Il faut d’abord se rappeler que l’obésité est une maladie chronique, au même titre que le diabète ou l’hypertension. En ligne, comme dans l’écosystème commercial, plusieurs personnes ou entreprises se proclament spécialistes de la perte de poids ou soutiennent détenir des produits ultra-efficaces pour la perte de poids. « Les gens doivent être prudents : des solutions miracles ou des régimes miracles, il n’y en a pas. Il faut aller vers des professionnels de la santé qui peuvent adapter les conseils selon les problèmes du patient », souligne Dre Morin.

Des programmes inégaux

Du côté des programmes de perte de poids, certains peuvent offrir les résultats escomptés, alors que d’autres, non. « Il faut être très vigilant, surtout en ce qui concerne les programmes qui offrent des pertes de poids très importantes de façon rapide, sans beaucoup d’efforts ni de suivi », indique la spécialiste. Le mot d’ordre ? Si ça semble trop beau pour être vrai, c’est que ça l’est probablement.

Certains programmes qui combinent nutrition, exercice physique et soutien comme Jenny Craig®, Nutrisystem®, Optifast® et WW®, eux, peuvent entraîner une perte de poids modeste. « Il y a de bons outils, mais il faut être prudent pour ce qui est des objectifs et de la perte de poids à long terme », souligne Dre Morin. Car on connaît la rengaine : les patients reprennent souvent le poids perdu lorsqu’ils quittent le programme.  « Le facteur numéro un de succès dans les études, c’est l’adhérence », indique-t-elle. Ainsi, les personnes doivent poursuivre le programme entamé aussi longtemps que possible afin de conserver les résultats acquis.

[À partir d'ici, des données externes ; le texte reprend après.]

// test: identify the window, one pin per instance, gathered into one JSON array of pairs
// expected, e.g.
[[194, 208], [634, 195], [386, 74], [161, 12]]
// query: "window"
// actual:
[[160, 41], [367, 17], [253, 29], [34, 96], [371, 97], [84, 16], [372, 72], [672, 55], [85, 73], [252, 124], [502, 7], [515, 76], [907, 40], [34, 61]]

Le soutien professionnel, la clé du succès ?

Pour réussir à maigrir — et à maintenir le nouveau poids qu’indique la balance —, les patients avec obésité ou en surpoids devraient pouvoir bénéficier de soutien auprès de professionnels, comme des nutritionnistes ou des kinésiologues. Malheureusement, le système de santé dans sa forme actuelle n’offre pas l’accès à cet éventail de professionnels : il n’y a bien souvent que le médecin et il ne peut donner qu’un appui limité. « Souvent, les médecins se sentent démunis face à ce qu’ils peuvent offrir aux patients et comme le patient est démuni lui aussi, il va avoir tendance à consommer des produits et des programmes de perte de poids », indique Dre Morin. Pour elle comme pour ses collègues, c’est donc la prise en charge à long terme par une équipe dévouée et non pas les programmes de perte de poids qui peut faire une réelle différence en ce qui a trait à la maladie chronique des patients avec obésité ou en surpoids.